Got to live with it: The IMD is now going official with the “new normal” dates for India’s monsoon season, having had to recalibrate dates used for 79 years | Photo: MIT

India set to adopt ‘new normal’ reference dates for its monsoon season

The India Meteorological Department (IMD) will release the ‘new normal’ reference dates for the monsoon season in the country. While the arrival of the southwest monsoon in Kerala is likely to remain the same, June 1, the withdrawal of rain from north-west India is likely to be delayed by at least 10 days – from September 1 to September 10.

India has been adhering to the previous dates for the past 79 years. The new dates are based on the analysis of historic data on changing rainfall patterns across India. IMD hopes the change will help farmers, disaster management authorities and other civic agencies to plan better for the season.

Methane emissions in Arctic Ocean highly overestimated: Study

Methane emissions, especially in regions like the Arctic Ocean, are highly overestimated, a new study states. It opines that because the Arctic Ocean region is a harsh working environment, scientific expeditions are only conducted during the warmer months because of predictable weather and water currents. Therefore, most of the data on methane discharge from the ocean floors in this region is collected in summer and early autumn.

The study, however, states that methane discharge system hibernates in the winter months. Case in point: “We have found that seasonal differences in bottom water temperatures in the Arctic Ocean vary from 1.7°C in May to 3.5°C in August. The methane seeps in colder conditions decrease emissions by 43% in May compared to August.” says oceanographer Benedicte Ferré, researcher at CAGE Centre for Arctic Gas Hydrate, Environment and Climate at UiT The Arctic University of Norway. This means that climate gas calculations are disregarding seasonal temperature variations, according to the study. It does not, however, look into the future when ocean temperatures are set to rise to anywhere between 3°C to 13°C because of climate change. It only looks are correcting the current methane emissions budget.

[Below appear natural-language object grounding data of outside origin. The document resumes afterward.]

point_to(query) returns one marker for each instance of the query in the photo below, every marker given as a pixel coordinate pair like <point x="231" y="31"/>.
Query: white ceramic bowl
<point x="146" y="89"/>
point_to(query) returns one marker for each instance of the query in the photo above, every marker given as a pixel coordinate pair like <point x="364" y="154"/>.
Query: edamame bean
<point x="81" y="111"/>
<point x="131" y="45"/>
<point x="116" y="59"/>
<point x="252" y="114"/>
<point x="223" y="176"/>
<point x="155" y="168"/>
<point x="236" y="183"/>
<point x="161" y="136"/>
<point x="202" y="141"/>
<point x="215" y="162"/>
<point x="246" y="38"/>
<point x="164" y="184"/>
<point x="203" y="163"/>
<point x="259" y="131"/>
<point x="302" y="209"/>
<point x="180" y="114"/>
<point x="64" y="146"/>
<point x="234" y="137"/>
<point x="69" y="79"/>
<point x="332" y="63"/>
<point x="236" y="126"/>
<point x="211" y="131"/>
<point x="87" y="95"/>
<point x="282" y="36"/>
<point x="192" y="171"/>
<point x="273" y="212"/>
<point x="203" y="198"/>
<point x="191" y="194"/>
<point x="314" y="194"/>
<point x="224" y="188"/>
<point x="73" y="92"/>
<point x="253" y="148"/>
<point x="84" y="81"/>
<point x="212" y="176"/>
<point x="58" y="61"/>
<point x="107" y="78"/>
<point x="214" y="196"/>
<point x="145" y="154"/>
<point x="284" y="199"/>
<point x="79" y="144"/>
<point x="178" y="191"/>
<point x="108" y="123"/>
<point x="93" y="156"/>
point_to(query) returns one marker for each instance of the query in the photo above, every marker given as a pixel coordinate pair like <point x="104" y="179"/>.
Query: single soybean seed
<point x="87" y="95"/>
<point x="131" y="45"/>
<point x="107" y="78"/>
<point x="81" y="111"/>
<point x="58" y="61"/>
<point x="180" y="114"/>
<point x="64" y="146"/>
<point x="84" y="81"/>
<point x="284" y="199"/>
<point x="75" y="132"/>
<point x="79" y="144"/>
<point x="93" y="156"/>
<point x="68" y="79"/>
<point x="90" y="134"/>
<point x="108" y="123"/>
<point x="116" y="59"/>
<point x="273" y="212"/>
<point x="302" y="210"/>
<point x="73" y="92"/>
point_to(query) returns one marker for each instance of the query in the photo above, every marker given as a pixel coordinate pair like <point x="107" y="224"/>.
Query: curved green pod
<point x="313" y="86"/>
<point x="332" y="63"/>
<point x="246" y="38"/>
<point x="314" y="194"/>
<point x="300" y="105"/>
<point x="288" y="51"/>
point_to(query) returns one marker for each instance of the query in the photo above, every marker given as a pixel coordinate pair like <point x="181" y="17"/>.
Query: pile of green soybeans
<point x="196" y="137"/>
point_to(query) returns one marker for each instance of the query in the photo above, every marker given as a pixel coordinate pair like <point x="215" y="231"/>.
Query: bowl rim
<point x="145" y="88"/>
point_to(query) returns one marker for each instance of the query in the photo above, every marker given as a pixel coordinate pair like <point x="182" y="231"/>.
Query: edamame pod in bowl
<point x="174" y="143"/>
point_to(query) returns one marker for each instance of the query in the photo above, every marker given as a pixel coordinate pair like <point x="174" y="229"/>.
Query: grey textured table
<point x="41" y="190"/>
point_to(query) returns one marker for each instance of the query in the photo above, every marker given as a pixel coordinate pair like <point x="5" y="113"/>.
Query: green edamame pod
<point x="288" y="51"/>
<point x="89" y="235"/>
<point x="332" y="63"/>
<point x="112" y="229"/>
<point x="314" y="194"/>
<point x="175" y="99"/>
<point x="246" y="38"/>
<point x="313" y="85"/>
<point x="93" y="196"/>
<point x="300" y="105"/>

Study links climate change with an increase in violent crimes in the US           

Climate change could lead to a significant increase in violent crimes in the United States every year, according to a new study. The study, which was published in Environment Research Letters, states that depending on the rate at which temperature rises, the country could see at least 2 to 3 million more violent crimes between now and the end of the century.

The projections were made by combining empirical models from previous studies with 42 state-of-the-art global climate models and the study also accounted for regionality and seasonality.

Ocean temperatures hit record highs last year as global warming rate accelerates

Heat in oceans across the world reached record levels in 2019. This is a clear sign of the acceleration of global warming because oceans absorb 90% of the heat trapped by greenhouse gases that are released into the atmosphere because of human activities such as fossil fuel burning. According to the new analysis, the past five years are the top five warmest years recorded in the ocean and it is the result is the same with the past 10 years. This is significant because hotter oceans would lead to faster thawing of ice and rising seas, which have already reached record levels.

According to another report, warming oceans are also forcing leatherback turtles to travel twice as far for food because rising temperatures is causing their prey to move further north. The exhaustion of travelling so far for food is leading to the turtles laying fewer eggs on beaches, causing a decline in the population of the largest turtle species.

Chile’s 2017 mega fires doubled country’s greenhouse gas emissions

Mega fires in Chile in 2017 emitted an equivalent of 90% of the country’s greenhouse gas emissions that year. According to a report by Universidad de Chile’s Center for Climate and Resilience, the mega fires burnt more than 570,000 hectares of land and cost %350 million to put out. The fires released 100 million tonnes of carbon dioxide, almost as much as the 111.6 million tonnes emitted by the entire country the year before.

In Australia, brief rain spells and thunderstorms brought some hope the wildfires would be put out. But this was short-lived as the fires continue to rage in the country’s south-east. Some scientists fear the wildfires may permanently alter the country’s landscape, despite the country’s efforts to reseed the damaged areas. This is because the high temperatures, drought and the threat of more wildfires will make the recovery process much longer, scientists believe.

Oil and gas boom in US could mean new significant rise in greenhouse gas emissions: Study

The oil and gas boom in the Gulf and southwest regions of the US could generate more than half a billion tonnes of additional greenhouse gases per year by 2030, according to a study published in Environmental Research Letters this month. This is equivalent to 8% of the country’s current total annual emissions rate.

 Texas and Louisiana will record the bulk of these emissions, according to the study. This would make reducing the country’s emissions even more difficult if immediate steps aren’t taken to curb the rise.

Deforestation in Amazon rose 85% between 2018 and 2019: Brazilian government data

Deforestation in the Amazon rose by 85% last year compared to 2018. Brazil’s National Institute for Space Research (INPE) found the area with deforestation warnings last year totalled 9,166 sq km, compared to 4,946 sqkm in 2018.